When I worked in corporate, every hour of our time was supposed to be billable. At the end of the week, your time sheet had better reflect that you’d been working or your job was in jeopardy.

We had plenty of work to go around, so it was no problem being productive.

What did they hire you to do, msmith?

Blackberry’s work just fine in the bathroom. It use to unnerve me when someone would suddenly strike up a conversation in the stall next to me. My first reaction was, hey, I’m not a Senator, but then I realized people were taking care of backlogged phone calls.

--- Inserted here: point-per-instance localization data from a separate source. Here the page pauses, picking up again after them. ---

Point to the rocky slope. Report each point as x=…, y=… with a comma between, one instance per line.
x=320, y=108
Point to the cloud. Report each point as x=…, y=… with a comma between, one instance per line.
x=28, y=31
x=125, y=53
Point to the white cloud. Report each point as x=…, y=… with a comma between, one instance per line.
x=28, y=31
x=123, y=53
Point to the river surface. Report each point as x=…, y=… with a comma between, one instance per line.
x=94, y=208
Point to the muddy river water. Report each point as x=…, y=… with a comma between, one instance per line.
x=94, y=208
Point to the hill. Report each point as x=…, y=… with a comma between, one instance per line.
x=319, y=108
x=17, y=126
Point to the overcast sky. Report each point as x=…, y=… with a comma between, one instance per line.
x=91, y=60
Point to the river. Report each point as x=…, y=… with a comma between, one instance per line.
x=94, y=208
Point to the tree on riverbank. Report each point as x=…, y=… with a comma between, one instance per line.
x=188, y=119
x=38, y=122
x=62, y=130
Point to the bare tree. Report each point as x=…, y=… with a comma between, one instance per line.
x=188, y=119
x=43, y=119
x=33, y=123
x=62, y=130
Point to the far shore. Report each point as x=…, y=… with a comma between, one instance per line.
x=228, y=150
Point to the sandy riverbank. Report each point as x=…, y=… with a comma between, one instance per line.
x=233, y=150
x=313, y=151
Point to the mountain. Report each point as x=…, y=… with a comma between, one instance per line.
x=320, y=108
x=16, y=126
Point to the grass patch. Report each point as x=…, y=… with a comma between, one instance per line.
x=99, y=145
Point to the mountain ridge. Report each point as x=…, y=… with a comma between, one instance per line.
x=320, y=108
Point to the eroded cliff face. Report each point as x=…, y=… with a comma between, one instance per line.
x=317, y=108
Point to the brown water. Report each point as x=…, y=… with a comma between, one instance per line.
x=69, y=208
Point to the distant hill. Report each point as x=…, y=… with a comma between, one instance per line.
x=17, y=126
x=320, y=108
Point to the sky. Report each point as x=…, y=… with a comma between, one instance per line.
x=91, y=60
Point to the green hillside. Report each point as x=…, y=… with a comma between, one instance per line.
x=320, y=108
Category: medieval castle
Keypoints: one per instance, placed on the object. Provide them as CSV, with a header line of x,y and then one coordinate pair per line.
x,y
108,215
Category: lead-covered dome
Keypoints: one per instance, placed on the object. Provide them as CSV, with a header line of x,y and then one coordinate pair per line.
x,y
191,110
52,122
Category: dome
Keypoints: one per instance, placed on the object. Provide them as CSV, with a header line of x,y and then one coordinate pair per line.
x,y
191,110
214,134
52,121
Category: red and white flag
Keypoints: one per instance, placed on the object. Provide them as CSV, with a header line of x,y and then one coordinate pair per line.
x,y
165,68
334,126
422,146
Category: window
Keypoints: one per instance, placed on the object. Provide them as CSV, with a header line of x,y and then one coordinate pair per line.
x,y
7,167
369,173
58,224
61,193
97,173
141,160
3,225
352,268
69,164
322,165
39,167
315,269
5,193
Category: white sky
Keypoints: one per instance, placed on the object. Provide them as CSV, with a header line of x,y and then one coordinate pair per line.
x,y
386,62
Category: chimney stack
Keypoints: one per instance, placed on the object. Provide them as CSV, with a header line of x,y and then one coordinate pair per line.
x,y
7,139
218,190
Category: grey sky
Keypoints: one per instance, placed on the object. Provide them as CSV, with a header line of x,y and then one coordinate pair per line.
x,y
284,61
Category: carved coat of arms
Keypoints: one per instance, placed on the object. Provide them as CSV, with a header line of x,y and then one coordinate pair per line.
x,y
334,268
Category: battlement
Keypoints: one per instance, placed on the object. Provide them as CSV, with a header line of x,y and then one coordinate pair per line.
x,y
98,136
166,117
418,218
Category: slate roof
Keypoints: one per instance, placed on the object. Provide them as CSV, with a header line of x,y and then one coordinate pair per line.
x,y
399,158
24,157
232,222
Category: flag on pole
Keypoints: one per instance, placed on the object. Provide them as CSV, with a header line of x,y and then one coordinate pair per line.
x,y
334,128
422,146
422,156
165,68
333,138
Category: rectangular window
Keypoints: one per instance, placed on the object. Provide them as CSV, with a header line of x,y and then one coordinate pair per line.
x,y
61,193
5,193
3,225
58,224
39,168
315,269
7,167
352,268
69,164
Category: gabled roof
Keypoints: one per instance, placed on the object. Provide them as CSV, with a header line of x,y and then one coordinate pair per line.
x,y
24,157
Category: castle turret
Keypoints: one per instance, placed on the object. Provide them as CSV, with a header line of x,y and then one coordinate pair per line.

I honestly have no idea what they hired me to do. The Director who hired me quit as soon as I came on board so I never got any direction from him. So then my entire group reported up to a psychotic menopausal bitch who management style wavered between neglect and abuse. To the point where 2 months after I joined I reported her to HR and said “I don’t care what you do, I just want it on record that I have gotten jack shit for direction since I got here but that’s been more than made up for in abusive bullshit.” This crazy broad basically set up the group so that even though I’m the senior manager of the team, not everyone reports to me which makes no sense. Fortunately psycho bitch was forced into retirement so she’ll be gone by Thanksgiving. We have a new Director and a new VP but they have no clue so now I’m basically “managing” them. And, of course, the entire company is going through massive layoffs and restructuring so really no one knows what the hell is going on anymore. Mostly my “job” consists of writing proposals for projects the business thinks they want but dont want to pay for so they don’t get approved and no one has anything to do.

So mostly I bide my time, use my position withing the company to make industry contacts at our vendors and wait for the job market to pick up so one of them can hire me.

In my last two jobs it was common for me to have little to do. I worked as a manager of software developers. My bosses preferred that I only do management, but I was quite capable of managing and doing development too.

But my bosses didn’t want me on the critical path, in case I got caught up in meetings and the project get delayed.

That never seemed to happen - yes I had a lot of meetings - but I had a lot of time to do nothing too.

I actually hate doing nothing, so I am happier in a job doing development, or both.